La porte de l’ascenseur s’ouvre au troisième étage avec ce grincement familier qui me fait toujours sursauter. Il est 23h passées. Le couloir est désert, lumière blafarde des néons qui clignotent. J’avance, mes talons claquent doucement sur le carrelage usé. Ma clé tinte dans ma poche, mais je ralentis devant sa porte. Manu. Le voisin d’en face, celui au regard de Benicio qui me hante depuis la fête des voisins. J’entends du bruit derrière : un verre qui tinte, une télé en sourdine. Mon cœur cogne. Je frappe légèrement, trois coups nerveux.
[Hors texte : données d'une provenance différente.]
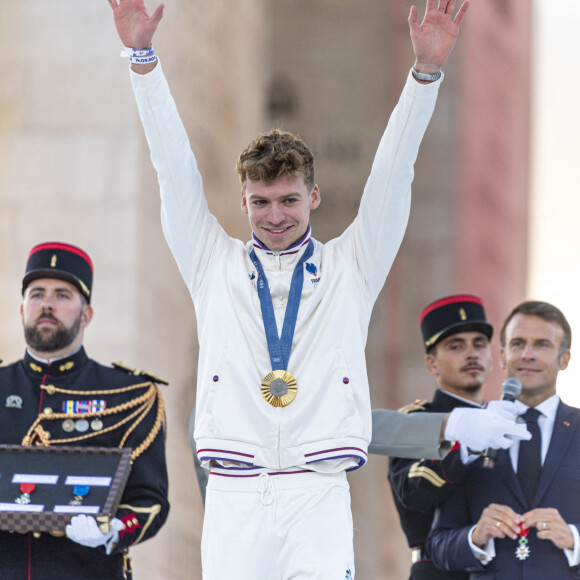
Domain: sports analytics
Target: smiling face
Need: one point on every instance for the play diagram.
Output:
(532, 354)
(461, 364)
(279, 212)
(54, 315)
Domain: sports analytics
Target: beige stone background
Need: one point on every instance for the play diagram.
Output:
(74, 167)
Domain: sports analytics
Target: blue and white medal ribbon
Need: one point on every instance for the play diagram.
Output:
(279, 387)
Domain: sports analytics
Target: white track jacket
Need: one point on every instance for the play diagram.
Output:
(328, 425)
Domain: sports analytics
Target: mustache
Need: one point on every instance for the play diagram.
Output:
(48, 316)
(472, 365)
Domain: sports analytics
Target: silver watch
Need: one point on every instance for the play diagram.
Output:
(426, 77)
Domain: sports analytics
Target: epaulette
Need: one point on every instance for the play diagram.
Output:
(416, 405)
(138, 373)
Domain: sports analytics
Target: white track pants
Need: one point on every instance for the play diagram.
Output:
(278, 527)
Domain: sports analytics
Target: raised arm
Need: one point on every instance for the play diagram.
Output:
(135, 27)
(434, 39)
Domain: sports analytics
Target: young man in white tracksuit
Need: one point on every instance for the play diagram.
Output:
(283, 408)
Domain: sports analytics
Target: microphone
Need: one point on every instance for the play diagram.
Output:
(511, 388)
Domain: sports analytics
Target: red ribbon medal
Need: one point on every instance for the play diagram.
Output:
(523, 551)
(26, 489)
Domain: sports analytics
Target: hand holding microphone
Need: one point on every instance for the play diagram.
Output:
(511, 388)
(491, 428)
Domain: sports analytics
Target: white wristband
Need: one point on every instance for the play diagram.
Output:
(139, 56)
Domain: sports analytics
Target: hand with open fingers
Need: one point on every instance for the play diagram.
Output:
(479, 429)
(551, 526)
(434, 39)
(84, 530)
(496, 521)
(134, 26)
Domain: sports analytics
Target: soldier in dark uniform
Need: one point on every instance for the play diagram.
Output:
(456, 335)
(56, 395)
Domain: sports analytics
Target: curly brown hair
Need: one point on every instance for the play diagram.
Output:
(276, 154)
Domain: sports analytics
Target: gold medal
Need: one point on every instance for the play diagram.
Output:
(279, 388)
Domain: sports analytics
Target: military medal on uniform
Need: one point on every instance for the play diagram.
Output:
(279, 387)
(77, 407)
(523, 550)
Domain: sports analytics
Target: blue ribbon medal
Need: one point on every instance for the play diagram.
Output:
(279, 387)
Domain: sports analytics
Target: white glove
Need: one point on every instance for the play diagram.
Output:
(85, 531)
(493, 427)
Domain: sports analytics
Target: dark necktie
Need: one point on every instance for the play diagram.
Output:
(530, 456)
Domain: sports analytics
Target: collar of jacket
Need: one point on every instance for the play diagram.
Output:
(60, 367)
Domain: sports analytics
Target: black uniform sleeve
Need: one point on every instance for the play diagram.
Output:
(424, 484)
(144, 506)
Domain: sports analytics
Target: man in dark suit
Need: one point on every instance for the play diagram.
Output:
(456, 337)
(520, 520)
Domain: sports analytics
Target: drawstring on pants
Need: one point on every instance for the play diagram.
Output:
(267, 491)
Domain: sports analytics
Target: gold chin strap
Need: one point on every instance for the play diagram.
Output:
(142, 404)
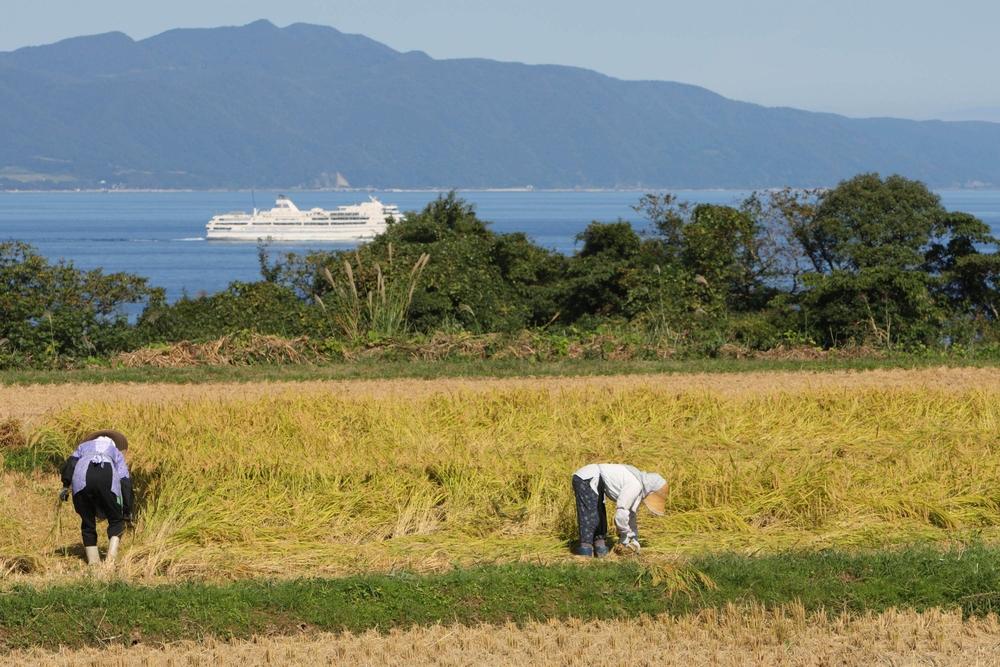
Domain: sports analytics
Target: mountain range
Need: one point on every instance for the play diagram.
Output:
(309, 106)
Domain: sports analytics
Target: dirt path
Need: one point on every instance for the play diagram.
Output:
(730, 637)
(30, 402)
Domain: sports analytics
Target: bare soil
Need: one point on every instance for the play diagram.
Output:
(731, 637)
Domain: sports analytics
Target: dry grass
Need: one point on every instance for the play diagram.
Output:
(234, 350)
(461, 472)
(733, 636)
(31, 403)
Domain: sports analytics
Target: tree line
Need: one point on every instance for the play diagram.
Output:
(873, 262)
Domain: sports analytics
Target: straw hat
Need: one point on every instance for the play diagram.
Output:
(655, 489)
(121, 442)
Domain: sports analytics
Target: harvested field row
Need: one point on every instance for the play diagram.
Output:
(30, 403)
(732, 636)
(331, 484)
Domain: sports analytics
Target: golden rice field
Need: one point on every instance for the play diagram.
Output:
(729, 637)
(336, 478)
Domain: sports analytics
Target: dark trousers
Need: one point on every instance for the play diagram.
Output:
(96, 500)
(590, 513)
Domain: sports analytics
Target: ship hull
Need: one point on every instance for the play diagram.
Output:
(283, 233)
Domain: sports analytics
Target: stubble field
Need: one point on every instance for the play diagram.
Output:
(320, 479)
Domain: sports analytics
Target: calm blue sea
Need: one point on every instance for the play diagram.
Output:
(160, 235)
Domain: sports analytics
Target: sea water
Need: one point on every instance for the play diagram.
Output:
(161, 235)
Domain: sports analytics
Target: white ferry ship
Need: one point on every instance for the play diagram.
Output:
(287, 222)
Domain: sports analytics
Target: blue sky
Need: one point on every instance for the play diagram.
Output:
(915, 59)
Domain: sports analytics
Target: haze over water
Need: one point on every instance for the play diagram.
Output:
(160, 235)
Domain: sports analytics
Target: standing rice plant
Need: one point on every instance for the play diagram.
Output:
(323, 483)
(359, 310)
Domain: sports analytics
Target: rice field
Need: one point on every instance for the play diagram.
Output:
(337, 478)
(731, 636)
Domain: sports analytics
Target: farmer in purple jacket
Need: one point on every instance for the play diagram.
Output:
(102, 488)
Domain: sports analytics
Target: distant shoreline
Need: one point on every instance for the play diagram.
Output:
(992, 188)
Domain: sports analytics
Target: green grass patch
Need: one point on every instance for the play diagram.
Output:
(91, 613)
(471, 368)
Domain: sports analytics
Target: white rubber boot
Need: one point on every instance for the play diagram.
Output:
(113, 549)
(93, 555)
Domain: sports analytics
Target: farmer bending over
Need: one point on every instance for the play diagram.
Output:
(627, 486)
(102, 488)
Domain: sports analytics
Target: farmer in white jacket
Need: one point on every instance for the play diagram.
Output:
(627, 486)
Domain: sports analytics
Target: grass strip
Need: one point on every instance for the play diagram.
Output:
(94, 613)
(388, 370)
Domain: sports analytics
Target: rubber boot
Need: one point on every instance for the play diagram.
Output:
(113, 549)
(93, 555)
(600, 548)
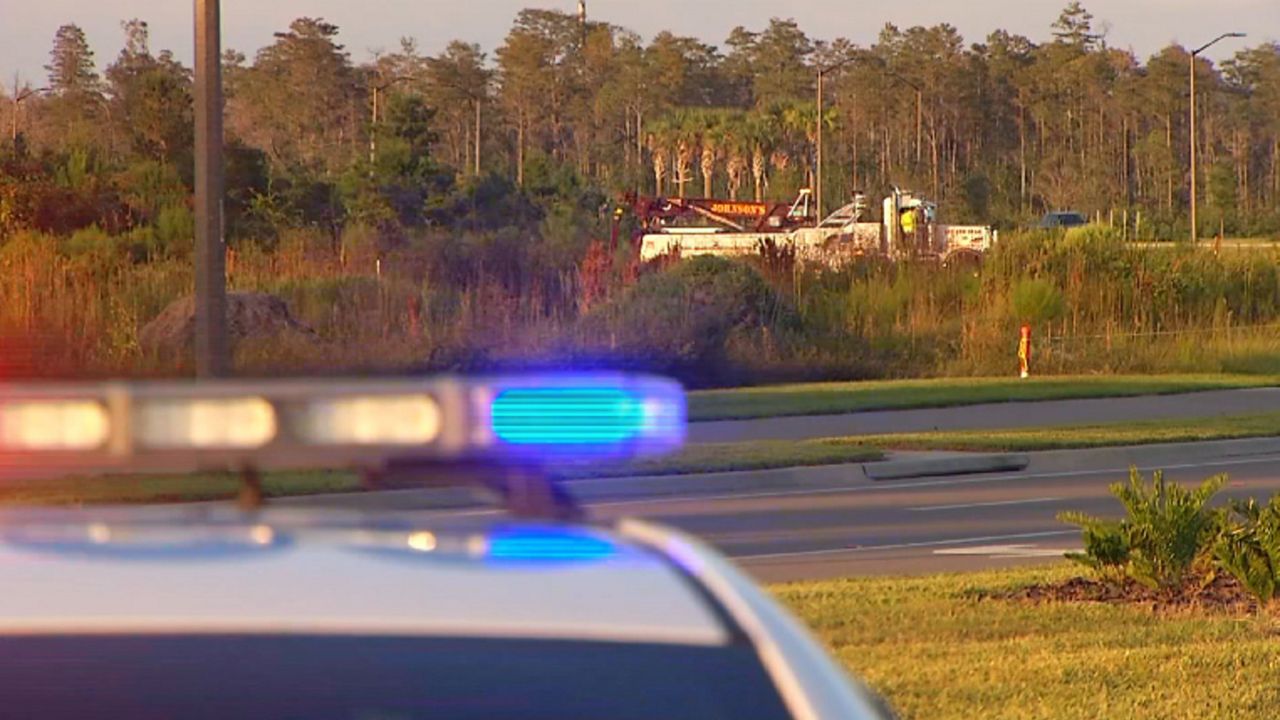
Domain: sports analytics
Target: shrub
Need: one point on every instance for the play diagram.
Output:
(1106, 546)
(682, 319)
(1165, 531)
(1249, 548)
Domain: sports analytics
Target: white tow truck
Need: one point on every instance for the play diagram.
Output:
(909, 229)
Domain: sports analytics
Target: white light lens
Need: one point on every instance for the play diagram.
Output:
(208, 423)
(53, 425)
(392, 419)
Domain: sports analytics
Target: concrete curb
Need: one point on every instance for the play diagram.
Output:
(956, 465)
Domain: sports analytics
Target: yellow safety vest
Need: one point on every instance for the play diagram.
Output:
(909, 222)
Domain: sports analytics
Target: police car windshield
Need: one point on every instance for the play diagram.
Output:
(379, 677)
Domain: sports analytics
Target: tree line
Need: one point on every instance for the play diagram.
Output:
(566, 113)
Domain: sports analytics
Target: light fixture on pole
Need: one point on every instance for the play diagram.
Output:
(1193, 149)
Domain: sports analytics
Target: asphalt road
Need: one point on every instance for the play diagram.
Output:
(810, 523)
(920, 525)
(993, 415)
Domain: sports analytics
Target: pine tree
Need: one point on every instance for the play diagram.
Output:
(71, 63)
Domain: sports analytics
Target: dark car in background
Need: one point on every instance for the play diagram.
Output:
(1063, 219)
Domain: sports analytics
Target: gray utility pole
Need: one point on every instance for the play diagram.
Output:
(1193, 149)
(211, 350)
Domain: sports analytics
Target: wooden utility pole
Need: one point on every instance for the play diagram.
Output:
(211, 350)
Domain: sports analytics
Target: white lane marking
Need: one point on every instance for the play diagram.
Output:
(905, 545)
(996, 504)
(1004, 551)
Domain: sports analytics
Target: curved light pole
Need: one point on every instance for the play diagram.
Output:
(1196, 54)
(817, 177)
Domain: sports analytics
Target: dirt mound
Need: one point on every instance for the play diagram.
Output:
(250, 315)
(1221, 593)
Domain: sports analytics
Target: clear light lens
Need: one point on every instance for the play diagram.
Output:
(210, 423)
(53, 425)
(392, 419)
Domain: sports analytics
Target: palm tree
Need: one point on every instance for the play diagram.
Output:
(760, 136)
(736, 144)
(659, 147)
(684, 126)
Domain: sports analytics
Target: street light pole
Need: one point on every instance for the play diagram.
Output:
(18, 99)
(211, 350)
(1193, 136)
(817, 178)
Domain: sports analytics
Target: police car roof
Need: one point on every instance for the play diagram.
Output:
(131, 574)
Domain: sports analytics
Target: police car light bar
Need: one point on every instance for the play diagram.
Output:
(179, 427)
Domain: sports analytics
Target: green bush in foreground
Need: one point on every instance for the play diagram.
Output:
(1166, 529)
(1249, 548)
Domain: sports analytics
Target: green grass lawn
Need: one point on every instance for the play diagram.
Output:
(703, 458)
(937, 652)
(167, 488)
(818, 399)
(1106, 434)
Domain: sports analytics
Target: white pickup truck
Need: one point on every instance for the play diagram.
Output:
(839, 238)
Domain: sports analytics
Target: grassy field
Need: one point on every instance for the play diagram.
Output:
(818, 399)
(1105, 434)
(167, 488)
(936, 651)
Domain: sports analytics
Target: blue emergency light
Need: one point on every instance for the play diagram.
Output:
(593, 415)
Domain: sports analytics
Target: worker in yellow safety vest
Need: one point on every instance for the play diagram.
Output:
(1024, 351)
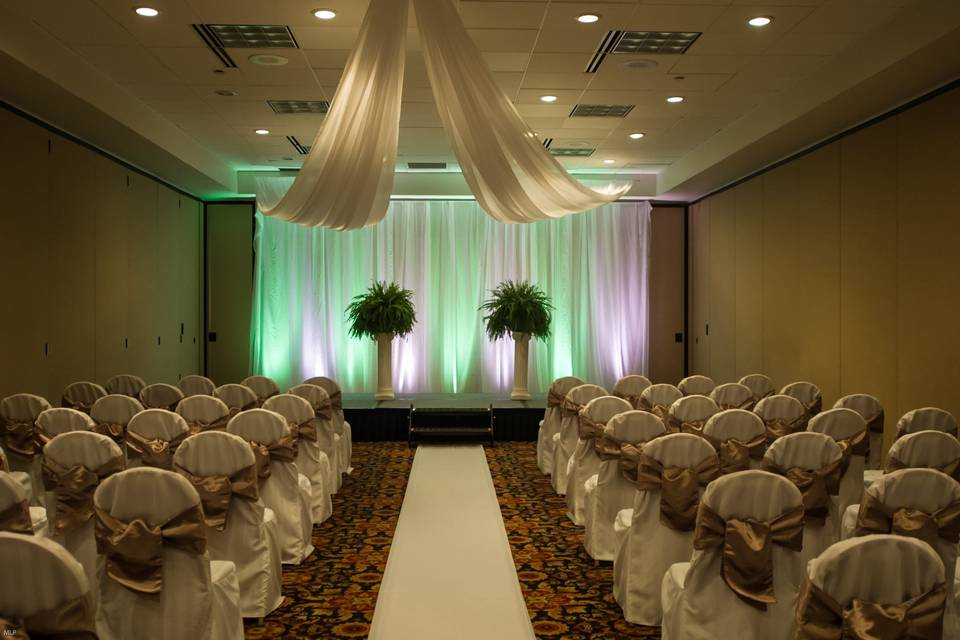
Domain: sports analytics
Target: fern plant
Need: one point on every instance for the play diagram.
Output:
(384, 308)
(517, 307)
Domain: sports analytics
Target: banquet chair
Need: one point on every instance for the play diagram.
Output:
(739, 438)
(222, 468)
(74, 465)
(153, 436)
(689, 414)
(43, 590)
(310, 459)
(658, 531)
(18, 417)
(854, 581)
(814, 463)
(263, 386)
(281, 488)
(781, 415)
(194, 385)
(808, 394)
(750, 595)
(237, 397)
(696, 385)
(613, 486)
(550, 425)
(567, 438)
(340, 425)
(629, 388)
(760, 386)
(732, 395)
(125, 384)
(849, 430)
(585, 461)
(16, 514)
(327, 439)
(81, 395)
(164, 587)
(871, 411)
(160, 396)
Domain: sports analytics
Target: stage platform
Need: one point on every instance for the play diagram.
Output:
(476, 417)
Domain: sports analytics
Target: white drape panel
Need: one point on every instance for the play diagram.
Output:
(594, 267)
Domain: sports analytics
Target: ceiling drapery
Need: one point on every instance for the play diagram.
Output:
(346, 180)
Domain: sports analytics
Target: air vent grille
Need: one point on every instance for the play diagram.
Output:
(601, 110)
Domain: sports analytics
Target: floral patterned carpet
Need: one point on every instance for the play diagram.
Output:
(334, 592)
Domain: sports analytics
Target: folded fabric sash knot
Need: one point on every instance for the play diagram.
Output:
(217, 492)
(746, 548)
(74, 487)
(815, 485)
(155, 452)
(820, 617)
(679, 488)
(876, 517)
(134, 550)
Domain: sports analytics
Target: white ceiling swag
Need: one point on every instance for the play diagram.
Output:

La porte s’entrouvre. Il est là, torse nu, short de sport, cheveux en bataille. ‘Anonyme ?’ murmure-t-il, sourire en coin. Ses yeux glissent sur ma jupe légère, mes cuisses nues. La tension monte d’un coup, électrique. Derrière lui, l’appart sombre, odeur de bière et de mâle. ‘J’ai oublié de te rendre ça’, je mens, tendant un torchon de la laverie commune. Il rit bas, m’attrape le poignet, tire doucement. Je franchis le seuil sans un mot. La porte claque. Son souffle chaud dans mon cou. ‘T’es venue pour ça, hein ?’ Sa main sur ma hanche. J’acquiesce, muette, le ventre en feu. L’ascenseur vrombit au loin, quelqu’un monte. On se fige, plaqués contre le mur du palier invisible.
L’Approche
Ses lèvres écrasent les miennes, langue vorace. Je gémis, étouffé. ‘Chut, les voisins’, souffle-t-il. On bascule dans son entrée étroite. Sa queue durcit contre mon ventre, épaisse, insistante. Je la palpe à travers le tissu, la branle vite. Il grogne : ‘Salope, t’es trempée déjà ?’ Je hoche la tête, défais sa braguette. Elle jaillit, veinée, prépuce humide. Je m’agenouille, l’avale d’un coup. Goût salé, musqué. Il empoigne mes cheveux, baise ma bouche en rythme lent. Bruits de pas dans le couloir. On s’immobilise. Son gland pulse sur ma langue. L’ascenseur s’arrête au palier, portes qui s’ouvrent. Voix étouffées : la vieille du 4e qui râle contre son chien. On retient notre souffle. Elle passe, clé tourne deux portes plus loin. Soulagement. Il me relève, arrache ma culotte, la fourre dans ma bouche. ‘Pas un son.’
L’Explosion
Il me plaque contre la fenêtre du salon, rideaux tirés mais fente laissant filtrer la lumière du lampadaire. Vue sur la cour de l’immeuble, ombres des balcons. Sa main écarte mes fesses, crache sur mon trou. ‘Ton cul m’obsède depuis la fête.’ Doigt qui force, puis sa queue. Douleur vive, puis plaisir brûlant. Je mords le tissu de ma culotte, larmes aux yeux. Il pilonne, claques sourdes de peau. ‘Prends tout, voisine.’ Mon jus coule sur mes jambes, sol glissant. Il alterne, sort, enfonce dans ma chatte dégoulinante. ‘T’es une chienne en chaleur.’ Je halète : ‘Plus fort, mais chut…’ Gémissement étouffé quand il pince mes tétons. Par la vitre, je vois un voisin fumer au balcon d’en face. Il pourrait baisser les yeux. Adrénaline décuple tout. Son rythme s’accélère, testicules qui tapent. Je jouis la première, spasmes violents, ondes qui me secouent. Il suit, se retire, gicle sur mes fesses. Chaud, épais, coule entre mes cuisses.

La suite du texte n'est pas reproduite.